2.Bölüm: Farklı Anlar...

112 19 11
                                    

Merhabaaaa herkese,
Okuyan var mıdır acaba jdjdjs
her neyse iyi okumalar.

-----

Bazı zamanlar vardı, yalnızlığımızı iliklermize kadar hissettiğimiz anlar.

Bir omuz, tutabilecegimiz sıcak bir el, her şeyi tek bir dokunuşla unuttura bilecek biri, kokusuyla sarhoş olunacak biri...
Belki tüm yaşadıklarımı bir bakışımla anlattığım da anlayacağım biri...

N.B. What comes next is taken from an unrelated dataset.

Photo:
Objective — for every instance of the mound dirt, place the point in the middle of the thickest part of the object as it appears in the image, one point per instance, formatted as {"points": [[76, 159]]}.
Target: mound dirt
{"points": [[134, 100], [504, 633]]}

Tüm bunlara gerek yoktu belki, keşke annem yaşasaydı.

Keşke annem yaşasaydı...
Bu cümlenin ağırlığını kaldıramıyorum bazen.

Onun yokluğu hayatımın tüm gidişatını değiştirdi.
Yokluğunu her an hissediyorum.
Kalbimde ki derin yaraların tek merhemi olabilirdi.
Her anne, evladının koruyucu meleğiymiş,
Peki Allah benim niye koruyucu meleğimi aldın benden...

Beni kim koruyacaktı.

Sınıf kapısı tıklandı, duvara takılı kalmış gözlerim buğulanmıştı, Öğretmen, 'Gir' söyleyince kapı açılıp yan sınıftan adının Zarok olduğunu bildiğim çocuk girdi elinde çantasıyla.

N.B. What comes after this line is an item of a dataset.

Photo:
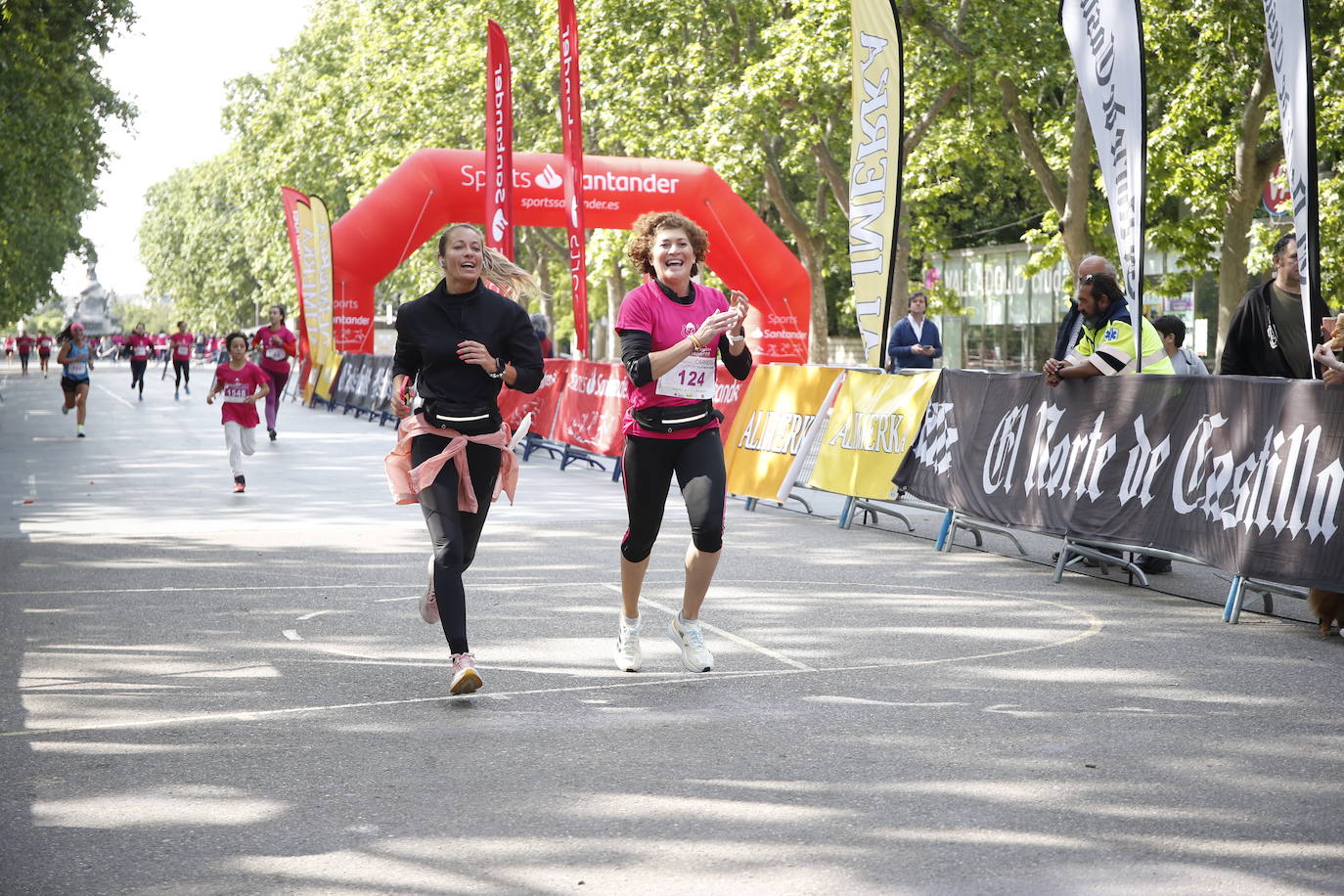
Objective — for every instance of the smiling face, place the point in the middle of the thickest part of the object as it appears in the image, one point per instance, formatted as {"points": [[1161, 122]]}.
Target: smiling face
{"points": [[672, 256], [461, 258]]}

"Hocam rahatsız ediyorum kusura bakmayın, müdür bey artık bu sınıfta ders göreceğimi söyledi de." Elinde ki yeni sınıf listesi ve küçük bir not kağıdını öğretmene uzattı.

Kimya hocamız, Semra hanım kağıtlara bakıp, "Tamam Zarok boş olan tek yer Tan'ın yanı otur hadi." Gözleri tüm sınıfı tarayıp benim üzerimde durdu.

Adımlarını bana çevirince, "Zarok gel biz üçlü sıkışırız oturma onun yanına." Ön sıralardan ses gelmişti.

Zarok, cevap vermeden yanıma oturdu. Hoca dersi anlatmaya devam etti.
Zarok ise çantasını masanın üzerine koyup gülümseyerek elini uzattı bana "Zarok ben."

Uzattığı eline çevirdim bakışlarımı, ilk defa biri tanışmak için elini uzatıyordu bana. Garip hissediyordum halbuki yaptığı şey normal insanlar için ne kadar da sıradandı...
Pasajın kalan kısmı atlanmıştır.